PIUMA 1.7.2
This tutorial shows how to seamlessly integrate PIUMA into the Seurat workflow for scRNA-seq, using datasets from SeuratData, finding clusters cells with PIUMA and, then, performing downstream analyses again with Seurat. The update has been inspired by this book (Colleen M. Farrelly 2023).
PIUMA can be installed by:
if (!require("BiocManager", quietly = TRUE)) {
install.packages("BiocManager")
}
BiocManager::install("PIUMA")In this vignette, we demonstrate how to integrate PIUMA’s TDA–based geometry–informed clustering into a Seurat workflow for single‐cell RNA‐seq data. Due to compilation time constrains of this vignette, we did not execute the chunks of this vignette, thus the user will not see the generated plots.

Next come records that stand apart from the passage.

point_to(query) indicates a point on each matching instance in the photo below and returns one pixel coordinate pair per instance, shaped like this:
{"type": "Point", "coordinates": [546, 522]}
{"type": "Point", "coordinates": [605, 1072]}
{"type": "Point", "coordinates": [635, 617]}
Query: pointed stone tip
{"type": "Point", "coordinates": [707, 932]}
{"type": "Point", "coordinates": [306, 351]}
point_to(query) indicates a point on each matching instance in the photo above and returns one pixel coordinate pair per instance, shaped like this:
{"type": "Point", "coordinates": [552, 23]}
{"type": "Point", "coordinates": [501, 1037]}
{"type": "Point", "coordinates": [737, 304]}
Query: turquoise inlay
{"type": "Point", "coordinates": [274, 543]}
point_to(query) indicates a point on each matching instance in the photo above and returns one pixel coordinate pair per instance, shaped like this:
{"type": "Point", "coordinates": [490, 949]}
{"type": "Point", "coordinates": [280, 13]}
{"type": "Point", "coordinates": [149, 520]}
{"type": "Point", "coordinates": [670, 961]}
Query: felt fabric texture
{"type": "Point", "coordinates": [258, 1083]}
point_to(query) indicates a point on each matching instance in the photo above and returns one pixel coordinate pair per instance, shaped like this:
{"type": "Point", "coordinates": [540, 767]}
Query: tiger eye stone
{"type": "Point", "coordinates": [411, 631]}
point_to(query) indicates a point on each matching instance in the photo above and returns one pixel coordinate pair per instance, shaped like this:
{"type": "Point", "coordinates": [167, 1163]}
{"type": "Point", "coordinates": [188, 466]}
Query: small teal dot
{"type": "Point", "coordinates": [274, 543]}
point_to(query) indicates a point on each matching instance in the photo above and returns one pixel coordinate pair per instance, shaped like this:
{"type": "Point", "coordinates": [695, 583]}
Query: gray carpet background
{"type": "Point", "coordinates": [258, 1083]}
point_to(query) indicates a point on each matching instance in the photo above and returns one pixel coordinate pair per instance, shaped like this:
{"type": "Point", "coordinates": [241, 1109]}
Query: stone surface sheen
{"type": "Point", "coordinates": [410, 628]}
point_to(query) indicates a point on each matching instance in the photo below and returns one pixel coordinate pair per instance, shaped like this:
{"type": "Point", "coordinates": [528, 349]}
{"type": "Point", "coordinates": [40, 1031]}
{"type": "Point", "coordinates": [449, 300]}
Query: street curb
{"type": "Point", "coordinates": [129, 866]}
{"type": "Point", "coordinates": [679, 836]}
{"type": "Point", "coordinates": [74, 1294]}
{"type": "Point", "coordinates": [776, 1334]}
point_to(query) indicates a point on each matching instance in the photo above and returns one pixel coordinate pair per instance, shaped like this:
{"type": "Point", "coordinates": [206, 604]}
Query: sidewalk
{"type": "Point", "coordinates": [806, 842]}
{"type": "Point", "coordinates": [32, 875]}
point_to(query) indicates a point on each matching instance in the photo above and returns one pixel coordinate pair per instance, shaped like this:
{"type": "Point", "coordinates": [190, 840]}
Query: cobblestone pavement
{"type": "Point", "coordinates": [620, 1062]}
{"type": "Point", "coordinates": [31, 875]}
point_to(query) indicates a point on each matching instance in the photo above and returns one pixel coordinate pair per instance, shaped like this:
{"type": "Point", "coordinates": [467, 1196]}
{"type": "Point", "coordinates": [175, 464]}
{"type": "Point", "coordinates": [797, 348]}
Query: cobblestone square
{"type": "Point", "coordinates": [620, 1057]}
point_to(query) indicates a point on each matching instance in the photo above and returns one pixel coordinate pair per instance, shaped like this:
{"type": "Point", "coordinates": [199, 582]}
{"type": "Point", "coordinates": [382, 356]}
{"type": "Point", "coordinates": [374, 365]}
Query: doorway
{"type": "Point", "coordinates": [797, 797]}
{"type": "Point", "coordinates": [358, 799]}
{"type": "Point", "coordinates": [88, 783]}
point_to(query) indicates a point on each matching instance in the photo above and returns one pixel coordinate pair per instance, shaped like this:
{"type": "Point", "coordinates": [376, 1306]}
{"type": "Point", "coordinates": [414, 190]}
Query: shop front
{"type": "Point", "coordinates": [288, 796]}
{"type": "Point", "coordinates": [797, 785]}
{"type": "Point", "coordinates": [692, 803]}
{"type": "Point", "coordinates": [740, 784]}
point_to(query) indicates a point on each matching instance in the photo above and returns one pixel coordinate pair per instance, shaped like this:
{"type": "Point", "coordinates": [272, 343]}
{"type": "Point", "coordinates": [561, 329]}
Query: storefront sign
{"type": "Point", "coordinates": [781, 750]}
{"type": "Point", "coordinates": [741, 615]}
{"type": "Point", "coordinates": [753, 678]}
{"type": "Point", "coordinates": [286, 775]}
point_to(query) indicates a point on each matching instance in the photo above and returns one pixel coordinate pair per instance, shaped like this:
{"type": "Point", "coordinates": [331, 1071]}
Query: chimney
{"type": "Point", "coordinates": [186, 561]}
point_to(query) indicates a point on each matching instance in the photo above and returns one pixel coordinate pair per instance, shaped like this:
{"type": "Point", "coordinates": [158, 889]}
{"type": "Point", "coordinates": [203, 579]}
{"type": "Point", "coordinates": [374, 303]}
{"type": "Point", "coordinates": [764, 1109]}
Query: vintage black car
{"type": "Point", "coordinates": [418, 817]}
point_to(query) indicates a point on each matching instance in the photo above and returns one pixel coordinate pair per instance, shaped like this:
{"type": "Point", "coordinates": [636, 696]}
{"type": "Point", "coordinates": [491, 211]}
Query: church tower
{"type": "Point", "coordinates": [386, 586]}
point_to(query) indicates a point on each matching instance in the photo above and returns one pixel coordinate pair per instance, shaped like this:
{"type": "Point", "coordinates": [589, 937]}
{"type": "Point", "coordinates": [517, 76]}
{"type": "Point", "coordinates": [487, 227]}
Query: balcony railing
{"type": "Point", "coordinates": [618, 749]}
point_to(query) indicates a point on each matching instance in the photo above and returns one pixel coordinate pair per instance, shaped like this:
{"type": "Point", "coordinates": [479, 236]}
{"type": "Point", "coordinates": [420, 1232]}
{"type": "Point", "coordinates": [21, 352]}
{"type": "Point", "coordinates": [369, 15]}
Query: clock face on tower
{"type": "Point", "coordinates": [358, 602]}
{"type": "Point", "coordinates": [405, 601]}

As a practical demo of PIUMA-Seurat integration, we’ll use the pbmc3k dataset. The idea is simple: run your usual Seurat preprocessing, then hand the data to PIUMA for TDA and process again with Seurat. Below we fetch the data and perform the standard scRNA-seq steps (QC, normalization, feature selection, scaling, and dimensional reduction) before moving on to Mapper.
set.seed(42)
library(Seurat)
library(SingleCellExperiment)
library(SummarizedExperiment)
library(PIUMA)
#devtools::install_github('satijalab/seurat-data')
library(SeuratData)
SeuratData::InstallData("pbmc3k")
pbmc3k <- SeuratData::LoadData("pbmc3k")
pbmc3k <- UpdateSeuratObject(pbmc3k)
pbmc3k <- NormalizeData(pbmc3k)
pbmc3k <- ScaleData(pbmc3k)
pbmc3k <- FindVariableFeatures(pbmc3k)
pbmc3k <- RunPCA(pbmc3k)
pbmc3k <- RunUMAP(pbmc3k,dims = 1:20)
DimPlot(pbmc3k,group.by = 'seurat_annotations')The cells are colored according to cell types. Let’s now convert the S4 Seurat file into a SummarizedExperiment format, prior to converting it to TDAObj.
set.seed(42)
counts_mat <- pbmc3k@assays$RNA@layers$counts
logcounts_mat <- pbmc3k@assays$RNA@layers$data
colnames(counts_mat) <- rownames(pbmc3k@meta.data)
colnames(logcounts_mat) <- rownames(pbmc3k@meta.data)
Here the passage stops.